- Vorinostat (SAHA; Zolinza), the first-approved and most-widely-known HDAC inhibitor.

Class identifiers
- Synonyms: HDAC inhibitor; HDACi; HDI
- Mechanism of action: Histone deacetylase inhibition
- Biological target: Histone deacetylases (HDACs)
- Chemical class: Various

Legal status

= Histone deacetylase inhibitor =

Compounds that inhibit histone deacetylases

Histone deacetylase inhibitors (HDAC inhibitors, HDACi, HDIs) are chemical compounds that inhibit histone deacetylases. Since deacetylation of histones produces transcriptionally silenced heterochromatin, HDIs can render chromatin more transcriptionally active and induce epigenomic changes.

HDIs have a long history of use in psychiatry and neurology as mood stabilizers and anti-epileptics, such as valproic acid. Since at least 2003 they have been investigated as possible treatments for cancers, parasitic and inflammatory diseases.

== Cellular biochemistry/pharmacology ==
To carry out gene expression, a cell must control the coiling and uncoiling of DNA around histones.

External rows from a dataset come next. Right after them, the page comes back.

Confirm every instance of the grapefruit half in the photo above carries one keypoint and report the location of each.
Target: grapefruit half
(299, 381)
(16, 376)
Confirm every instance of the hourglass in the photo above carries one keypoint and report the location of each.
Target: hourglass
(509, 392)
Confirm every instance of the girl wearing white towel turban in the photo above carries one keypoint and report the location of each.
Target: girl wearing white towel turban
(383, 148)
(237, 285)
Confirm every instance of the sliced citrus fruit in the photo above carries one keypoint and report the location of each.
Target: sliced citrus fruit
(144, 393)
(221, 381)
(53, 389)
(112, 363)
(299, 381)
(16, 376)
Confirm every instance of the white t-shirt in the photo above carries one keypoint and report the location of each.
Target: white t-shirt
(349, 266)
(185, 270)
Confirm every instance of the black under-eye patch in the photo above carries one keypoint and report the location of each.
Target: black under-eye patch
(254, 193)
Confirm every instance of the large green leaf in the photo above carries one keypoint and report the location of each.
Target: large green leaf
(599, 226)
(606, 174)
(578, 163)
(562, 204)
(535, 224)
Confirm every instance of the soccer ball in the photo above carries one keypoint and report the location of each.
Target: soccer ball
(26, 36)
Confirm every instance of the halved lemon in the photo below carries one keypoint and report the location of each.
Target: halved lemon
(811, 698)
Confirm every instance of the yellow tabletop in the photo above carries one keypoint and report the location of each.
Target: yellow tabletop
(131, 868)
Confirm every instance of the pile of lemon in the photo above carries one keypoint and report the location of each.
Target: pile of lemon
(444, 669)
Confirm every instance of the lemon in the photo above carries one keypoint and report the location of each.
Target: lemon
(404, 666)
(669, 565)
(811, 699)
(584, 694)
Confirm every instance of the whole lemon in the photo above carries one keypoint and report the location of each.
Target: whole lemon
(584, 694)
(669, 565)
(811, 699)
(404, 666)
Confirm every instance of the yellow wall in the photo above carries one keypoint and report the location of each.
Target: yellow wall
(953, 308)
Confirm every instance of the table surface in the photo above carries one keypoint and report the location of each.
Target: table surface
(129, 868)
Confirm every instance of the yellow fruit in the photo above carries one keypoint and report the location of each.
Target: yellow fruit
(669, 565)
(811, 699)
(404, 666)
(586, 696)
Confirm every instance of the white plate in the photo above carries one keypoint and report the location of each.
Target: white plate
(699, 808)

This is accomplished with the assistance of histone acetyl transferases (HAT), which acetylate the lysine residues in core histones leading to a less compact and more transcriptionally active euchromatin, and, on the converse, the actions of histone deacetylases (HDAC), which remove the acetyl groups from the lysine residues leading to the formation of a condensed and transcriptionally silenced chromatin. Reversible modification of the terminal tails of core histones constitutes the major epigenetic mechanism for remodeling higher-order chromatin structure and controlling gene expression. HDAC inhibitors (HDI) block this action and can result in hyperacetylation of histones, thereby affecting gene expression. The open chromatin resulting from inhibition of histone deacetylases can result in either the up-regulation or the repression of genes.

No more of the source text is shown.